Amelia’s Magazine | London Design Week 2011: The Best of the Independent Jewellery Fairs

Sian Bostwick Forget Me Not Necklace by Tilly

Sian Bostwick Forget Me Not Necklace by Tilly Wright

The first of my visits was to Gabriel’s Wharf on the South Bank. Nestled amongst a handful of gift shops and cafes is the Jianhui London jewellery shop. However, from 17th – 25th September, the shop was also home to the Jewellery Designers Collective, or JeDoCo, and featured the work from independent jewellers including MODICA, Jessica De Lotz, Zelda Cave and some amazing statement, tubular cuffs from Rosemary Lucas.

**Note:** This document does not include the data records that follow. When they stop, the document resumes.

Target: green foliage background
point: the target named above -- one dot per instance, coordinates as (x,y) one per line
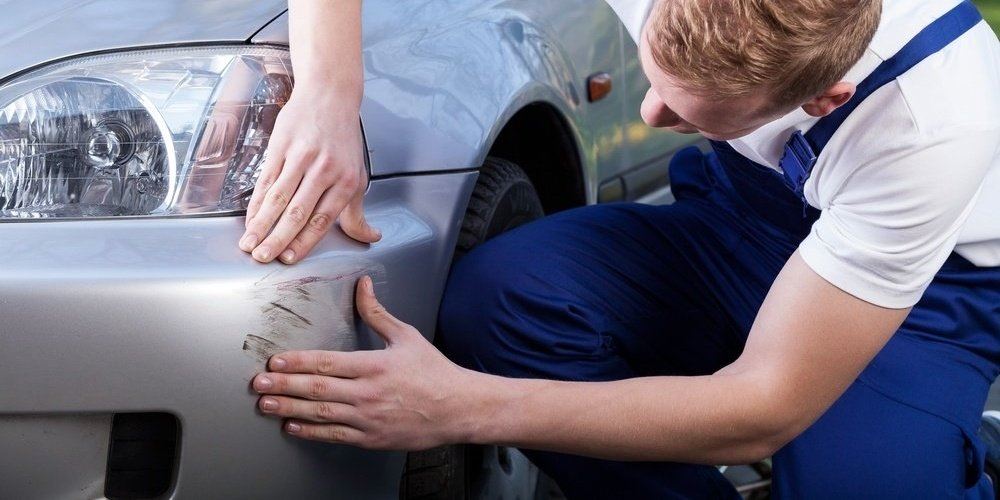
(991,10)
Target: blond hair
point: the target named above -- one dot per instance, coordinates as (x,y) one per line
(794,49)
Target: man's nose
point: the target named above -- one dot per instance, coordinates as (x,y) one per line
(657,114)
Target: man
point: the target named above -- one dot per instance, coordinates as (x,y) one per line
(841,313)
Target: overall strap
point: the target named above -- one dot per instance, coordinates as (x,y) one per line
(803,149)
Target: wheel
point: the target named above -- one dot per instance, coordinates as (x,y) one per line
(503,199)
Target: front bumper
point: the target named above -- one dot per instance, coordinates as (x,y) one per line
(167,315)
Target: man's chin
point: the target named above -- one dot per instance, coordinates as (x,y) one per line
(685,129)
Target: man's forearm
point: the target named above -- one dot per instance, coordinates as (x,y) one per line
(722,418)
(325,40)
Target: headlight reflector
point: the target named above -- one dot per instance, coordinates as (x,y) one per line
(159,132)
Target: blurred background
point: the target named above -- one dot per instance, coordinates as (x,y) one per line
(991,9)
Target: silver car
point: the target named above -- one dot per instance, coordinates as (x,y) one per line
(130,135)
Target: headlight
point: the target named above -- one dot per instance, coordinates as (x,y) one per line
(157,132)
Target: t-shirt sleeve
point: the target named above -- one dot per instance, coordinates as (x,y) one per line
(888,226)
(633,14)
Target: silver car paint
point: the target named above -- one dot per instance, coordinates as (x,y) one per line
(156,315)
(106,316)
(461,69)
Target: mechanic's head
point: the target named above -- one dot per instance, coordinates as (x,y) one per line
(727,67)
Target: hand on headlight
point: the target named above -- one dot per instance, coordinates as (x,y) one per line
(407,396)
(314,174)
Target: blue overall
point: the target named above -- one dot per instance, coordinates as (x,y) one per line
(617,291)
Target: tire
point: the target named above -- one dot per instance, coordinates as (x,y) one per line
(503,199)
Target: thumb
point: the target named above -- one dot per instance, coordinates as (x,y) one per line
(354,224)
(376,317)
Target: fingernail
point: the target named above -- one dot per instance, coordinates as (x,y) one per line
(263,383)
(278,364)
(248,242)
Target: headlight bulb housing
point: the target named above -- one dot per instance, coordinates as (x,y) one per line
(168,132)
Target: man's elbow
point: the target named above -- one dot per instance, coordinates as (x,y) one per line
(773,418)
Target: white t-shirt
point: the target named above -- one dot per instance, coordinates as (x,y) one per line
(914,172)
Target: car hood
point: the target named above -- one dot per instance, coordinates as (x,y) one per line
(35,32)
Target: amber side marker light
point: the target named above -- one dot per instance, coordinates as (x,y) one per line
(598,86)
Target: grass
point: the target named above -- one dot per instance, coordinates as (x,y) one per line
(991,11)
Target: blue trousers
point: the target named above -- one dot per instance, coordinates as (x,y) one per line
(625,290)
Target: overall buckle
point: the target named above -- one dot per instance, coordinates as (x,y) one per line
(797,163)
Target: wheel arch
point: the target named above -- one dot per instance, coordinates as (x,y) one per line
(541,140)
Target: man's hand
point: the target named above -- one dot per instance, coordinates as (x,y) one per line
(315,167)
(406,396)
(313,174)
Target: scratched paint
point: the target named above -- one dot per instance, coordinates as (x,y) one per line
(310,312)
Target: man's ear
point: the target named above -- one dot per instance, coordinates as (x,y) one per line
(833,98)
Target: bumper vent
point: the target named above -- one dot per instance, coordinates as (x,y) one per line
(142,458)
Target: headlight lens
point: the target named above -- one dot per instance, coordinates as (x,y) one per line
(159,132)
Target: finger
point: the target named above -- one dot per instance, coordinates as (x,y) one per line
(354,224)
(323,412)
(273,159)
(292,219)
(329,207)
(275,201)
(329,363)
(376,317)
(330,433)
(314,387)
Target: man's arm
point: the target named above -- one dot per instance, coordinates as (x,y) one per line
(314,173)
(809,343)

The small shop was crowded with jewellery, and felt like a treasure trove. A super friendly attendant turned out to be Sian Bostwick – a JeDoCo designer. She was a brilliant tour guide around this Aladdin’s cave, but her work also deserves merit. Sian produces her jewellery from a workshop in Kent, and has a feminine and soft signature style.

Forget Me Not Ring by Sian Bostwick

Forget Me Not Ring by Sian Bostwick

It was her Forget Me Not pieces that caught my eye. A combination of brightly anodised Titanium in dazzling blue, paired with delicate silver, in elegant and simple shapes. The Forget Me Not pendant is delicate, yet striking, as the vibrancy of the blue Titanium catches the eye. When I first spotted her work, I thought instantly of Alice of Wonderland – the blue of Alice’s dress, the ever-present background of nature, the flowers. I later read that the story was an inspiration for the collection.

Linnie McLarty’s silver rings caught my attention before I entered the shop, displayed in the front window cabinets. Linnie comes from a fine art background, which I think you can see quite clearly from the collection Take Me I’m Yours, to which her layered silver wire rings belong. The silver wraps beautifully around your finger, but the individual sterling silver strands add depth and interest. Linnie is also comitted to working ethically and responsibily, using 100% recycled silver and gold that is officially certified as fairtrade, which is fantastic.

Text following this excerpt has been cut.